Le complexe agro-industriel…

Ces difficultés sont à la mesure des organisations qui dominent depuis plusieurs décennies les exploitants agricoles soi-disant indépendants, clients ou fournisseurs captifs de ces géants. On parle communément de complexe militaro-industriel, en premier lieu aux États-Unis, pour désigner l’ensemble formé par les industries de l’armement, l’armée elle-même, et les décideurs publics qui promeuvent les intérêts des deux premières. Il paraît justifié de parler dans les mêmes termes d’un complexe agro-industriel à propos des industries de l’agroalimentaire, de la grande distribution, des engrais, pesticides et semences, des machines agricoles ; des banques ; des organisations syndicales dont les figures dirigeantes sont de gros exploitants et des décideurs publics (ministres, hauts fonctionnaires, organisations internationales) qui promeuvent l’intérêt de ces industries et des agriculteurs les plus prospères.

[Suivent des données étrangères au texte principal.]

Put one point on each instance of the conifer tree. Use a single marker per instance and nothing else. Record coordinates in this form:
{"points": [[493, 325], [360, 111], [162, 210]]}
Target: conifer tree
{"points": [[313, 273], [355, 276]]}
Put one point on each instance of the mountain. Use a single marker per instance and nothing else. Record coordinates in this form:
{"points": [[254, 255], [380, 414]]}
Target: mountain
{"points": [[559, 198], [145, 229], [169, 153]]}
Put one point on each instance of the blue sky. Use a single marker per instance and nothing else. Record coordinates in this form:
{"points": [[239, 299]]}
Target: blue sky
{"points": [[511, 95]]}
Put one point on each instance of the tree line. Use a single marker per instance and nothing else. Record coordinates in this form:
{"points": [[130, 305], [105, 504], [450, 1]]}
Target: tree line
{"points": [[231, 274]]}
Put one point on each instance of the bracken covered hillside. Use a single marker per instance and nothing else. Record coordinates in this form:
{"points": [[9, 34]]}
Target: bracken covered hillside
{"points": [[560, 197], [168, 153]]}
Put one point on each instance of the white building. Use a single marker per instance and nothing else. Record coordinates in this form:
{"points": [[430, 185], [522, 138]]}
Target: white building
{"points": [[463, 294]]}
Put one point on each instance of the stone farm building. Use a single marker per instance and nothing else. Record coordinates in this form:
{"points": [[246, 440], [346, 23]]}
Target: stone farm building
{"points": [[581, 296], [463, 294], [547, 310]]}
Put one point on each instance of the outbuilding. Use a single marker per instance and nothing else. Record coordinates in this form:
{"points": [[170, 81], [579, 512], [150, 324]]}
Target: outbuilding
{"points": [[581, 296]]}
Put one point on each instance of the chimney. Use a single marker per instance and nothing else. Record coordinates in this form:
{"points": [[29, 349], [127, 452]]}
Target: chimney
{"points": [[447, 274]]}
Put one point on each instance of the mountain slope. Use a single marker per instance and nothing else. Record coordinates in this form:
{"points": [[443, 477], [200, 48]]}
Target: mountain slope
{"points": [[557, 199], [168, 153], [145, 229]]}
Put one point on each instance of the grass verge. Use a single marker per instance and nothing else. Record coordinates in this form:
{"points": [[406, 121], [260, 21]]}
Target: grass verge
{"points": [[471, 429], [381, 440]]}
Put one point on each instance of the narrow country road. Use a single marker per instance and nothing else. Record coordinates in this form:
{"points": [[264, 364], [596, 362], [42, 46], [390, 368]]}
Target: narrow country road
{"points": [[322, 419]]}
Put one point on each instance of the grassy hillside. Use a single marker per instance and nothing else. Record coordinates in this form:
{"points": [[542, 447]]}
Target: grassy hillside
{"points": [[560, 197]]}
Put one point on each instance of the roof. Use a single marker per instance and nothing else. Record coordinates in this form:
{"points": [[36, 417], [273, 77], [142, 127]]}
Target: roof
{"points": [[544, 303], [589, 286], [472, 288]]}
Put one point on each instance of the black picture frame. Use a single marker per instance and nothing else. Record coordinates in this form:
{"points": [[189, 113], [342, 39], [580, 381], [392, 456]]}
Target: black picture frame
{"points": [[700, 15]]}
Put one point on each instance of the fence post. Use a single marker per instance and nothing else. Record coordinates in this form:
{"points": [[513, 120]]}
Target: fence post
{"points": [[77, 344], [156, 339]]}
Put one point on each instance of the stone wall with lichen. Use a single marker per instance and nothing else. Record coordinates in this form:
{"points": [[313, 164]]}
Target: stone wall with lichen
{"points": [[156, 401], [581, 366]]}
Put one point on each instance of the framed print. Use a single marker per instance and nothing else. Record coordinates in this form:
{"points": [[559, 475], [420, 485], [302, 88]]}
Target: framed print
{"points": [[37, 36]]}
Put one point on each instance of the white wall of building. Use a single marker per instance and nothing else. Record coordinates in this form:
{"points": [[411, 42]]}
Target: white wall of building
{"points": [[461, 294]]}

Rappelons d’abord l’asymétrie de taille et de pouvoir entre un exploitant agricole ordinaire, en France de nos jours, et les entreprises dont il est généralement dépendant. Cinq acteurs majeurs dominent le marché mondial de l’agroéquipement : John Deere, CNH Industrial (avec les marques New Holland, CASE IH, STeyr, IVECO, Unie, Magirus), Kubota, AGCO (Massey Ferguson, Fendt, Challenger, Valtra) et Claas. Ces géants représentent environ 60 % d’un marché mondial estimé à 131 milliards de dollars en 2016. Même logique oligopolistique dans le secteur des semences : cinq groupes contrôlent les deux tiers d’un marché mondial de près de 40 milliards de dollars (1), après les rachats-fusions des dernières années. Après l’absorption de Syngenta par ChemChina, le mariage de Dow Chemical et DuPont (donnant naissance à Corteva Agrisciences), l’acquisition de Monsanto par Bayer, amenant ce dernier groupe à céder son activité semences à BASF, le Français Vilmorin fait figure de challenger dans ce quintette. Cette concentration concerne aussi l’agrochimie, où Bayer-Monsanto, Syngenta, Corteva, FMC et BASF s’approprient les deux tiers du marché mondial des pesticides, estimé à 57,6 milliards de dollars en 2018 (2).